There’s plenty of buzz around how open-source AI will eventually end up beating closed-source AI, but Anthropic CEO Dario Amodei says that open-source AI isn’t quite the same as open-source software.
Speaking recently, Amodei challenged the conventional wisdom that open-source AI development follows the same trajectory as traditional software. His perspective comes at a time when Chinese AI companies like DeepSeek have gained significant attention for releasing powerful open-source models, prompting debates about competitive advantages and the future of AI development. The Anthropic CEO’s comments reveal a nuanced view that questions whether the open-source model that revolutionized software development can be directly applied to artificial intelligence.

“I don’t think open source works the same way in AI that it has worked in other areas primarily because with open source, you can see the source code of the model here. We can’t see inside the model,” Amodei explained. “It’s often called open weights instead of open source, right, to kind of distinguish that. But a lot of the benefits, which is that many people can work on it, that it’s kind of additive, it doesn’t quite work in the same way.”
This distinction between “open weights” and true open source reveals a fundamental difference in how AI models operate compared to traditional software. While software developers can examine, modify, and improve upon open-source code line by line, AI models remain largely opaque even when their weights are publicly available.
Amodei’s approach to evaluating new models reflects this philosophy: “I’ve actually always seen it as a red herring when I see a new model come out. I don’t care whether it’s open source or not. If we talk about DeepSeek, I don’t think it mattered that DeepSeek is open source. I think I ask, is it a good model? Is it better than us at the things that – that’s the only thing that I care about. It actually doesn’t matter either way.”

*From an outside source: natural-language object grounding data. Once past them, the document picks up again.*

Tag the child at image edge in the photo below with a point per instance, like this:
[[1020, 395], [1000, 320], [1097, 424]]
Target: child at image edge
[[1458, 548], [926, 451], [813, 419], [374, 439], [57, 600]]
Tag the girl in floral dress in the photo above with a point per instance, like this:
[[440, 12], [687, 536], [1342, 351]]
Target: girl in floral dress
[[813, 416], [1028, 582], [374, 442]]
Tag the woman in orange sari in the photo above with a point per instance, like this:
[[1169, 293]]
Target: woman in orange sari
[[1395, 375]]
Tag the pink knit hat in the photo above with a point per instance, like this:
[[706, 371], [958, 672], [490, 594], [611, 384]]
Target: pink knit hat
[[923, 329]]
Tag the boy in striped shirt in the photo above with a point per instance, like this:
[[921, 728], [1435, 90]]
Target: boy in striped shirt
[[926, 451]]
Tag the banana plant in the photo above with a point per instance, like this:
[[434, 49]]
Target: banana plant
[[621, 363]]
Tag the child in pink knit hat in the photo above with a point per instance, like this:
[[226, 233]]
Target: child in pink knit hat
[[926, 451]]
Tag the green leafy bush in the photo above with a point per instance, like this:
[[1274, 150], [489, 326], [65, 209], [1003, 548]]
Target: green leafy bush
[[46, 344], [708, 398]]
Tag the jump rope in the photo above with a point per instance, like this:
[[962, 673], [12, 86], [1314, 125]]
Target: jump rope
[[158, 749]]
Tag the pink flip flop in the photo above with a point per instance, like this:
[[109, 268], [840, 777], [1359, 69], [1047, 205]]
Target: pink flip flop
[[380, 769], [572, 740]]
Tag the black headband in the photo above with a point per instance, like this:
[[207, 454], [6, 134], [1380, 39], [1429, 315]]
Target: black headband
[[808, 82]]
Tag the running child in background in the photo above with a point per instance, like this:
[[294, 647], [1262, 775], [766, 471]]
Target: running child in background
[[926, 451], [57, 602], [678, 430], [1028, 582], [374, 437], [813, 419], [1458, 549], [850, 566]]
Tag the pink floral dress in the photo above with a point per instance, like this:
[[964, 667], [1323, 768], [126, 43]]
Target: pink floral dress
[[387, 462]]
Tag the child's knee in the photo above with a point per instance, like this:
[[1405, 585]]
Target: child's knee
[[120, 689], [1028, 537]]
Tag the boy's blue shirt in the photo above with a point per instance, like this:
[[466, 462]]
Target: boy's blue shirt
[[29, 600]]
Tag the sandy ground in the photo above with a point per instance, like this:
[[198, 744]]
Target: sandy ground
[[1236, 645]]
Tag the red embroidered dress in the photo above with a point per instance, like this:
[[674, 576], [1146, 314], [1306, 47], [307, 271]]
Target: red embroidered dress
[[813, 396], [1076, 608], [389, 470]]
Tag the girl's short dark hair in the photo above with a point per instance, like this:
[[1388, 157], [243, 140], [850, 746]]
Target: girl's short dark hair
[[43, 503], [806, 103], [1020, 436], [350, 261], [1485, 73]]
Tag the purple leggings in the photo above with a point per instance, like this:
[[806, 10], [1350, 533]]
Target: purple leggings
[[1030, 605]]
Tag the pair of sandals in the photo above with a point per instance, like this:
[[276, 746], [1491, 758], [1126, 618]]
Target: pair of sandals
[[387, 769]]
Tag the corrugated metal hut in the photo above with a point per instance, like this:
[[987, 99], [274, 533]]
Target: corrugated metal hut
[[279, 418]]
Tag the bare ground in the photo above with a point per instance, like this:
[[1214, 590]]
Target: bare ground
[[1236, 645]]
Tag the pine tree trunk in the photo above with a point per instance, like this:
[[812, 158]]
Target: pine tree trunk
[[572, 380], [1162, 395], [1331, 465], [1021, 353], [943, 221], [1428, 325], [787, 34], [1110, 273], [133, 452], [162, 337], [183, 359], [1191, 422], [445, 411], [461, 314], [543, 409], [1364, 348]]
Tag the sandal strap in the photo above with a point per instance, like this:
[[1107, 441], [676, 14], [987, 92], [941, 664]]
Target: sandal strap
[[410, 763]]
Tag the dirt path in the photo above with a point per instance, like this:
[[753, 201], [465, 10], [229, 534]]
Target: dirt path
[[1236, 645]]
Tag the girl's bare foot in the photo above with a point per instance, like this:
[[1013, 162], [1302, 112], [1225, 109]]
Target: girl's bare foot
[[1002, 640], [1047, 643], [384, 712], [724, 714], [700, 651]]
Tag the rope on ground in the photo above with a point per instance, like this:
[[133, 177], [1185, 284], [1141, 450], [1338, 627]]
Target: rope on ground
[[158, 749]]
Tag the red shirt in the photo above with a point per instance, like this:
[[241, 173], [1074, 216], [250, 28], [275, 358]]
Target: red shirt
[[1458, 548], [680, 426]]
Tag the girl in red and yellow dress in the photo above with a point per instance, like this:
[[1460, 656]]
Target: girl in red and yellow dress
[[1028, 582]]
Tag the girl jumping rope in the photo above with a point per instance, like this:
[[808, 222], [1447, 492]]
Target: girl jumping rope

The practical realities of deploying AI models further support his argument. “Ultimately you have to host it on the cloud. The people who host it on the cloud do inference. These are big models. They’re hard to do inference on,” he noted. “And conversely, many of the things that you can do when you see the weights, we’re increasingly offering on clouds where you can fine tune the model. We’re even looking at ways to investigate the activations of the model as part of like an interpretability interface. We did some little things around steering.”
Concluding his thoughts, Amodei emphasized: “I think it’s the wrong axis to think in terms of – when I think about competition, I think about which models are good at the tasks that we do. I think open source is actually a red herring, but if it’s free and cheap to run – it’s not free. You have to run it on inference and someone has to make it fast on inference.”
These comments come as the AI industry grapples with questions about competitive positioning, particularly regarding Chinese AI development. Amodei has previously advocated for export controls on advanced semiconductors and other measures to manage China’s growing AI capabilities. The rise of models like DeepSeek, which have demonstrated impressive performance while being openly available, adds complexity to these discussions. His perspective suggests that rather than focusing on whether models are open or closed, the industry should concentrate on performance, practical deployment challenges, and the infrastructure required to make AI systems truly useful. This view may reshape how investors, policymakers, and technologists think about the strategic importance of open-source AI in the global competition for AI supremacy.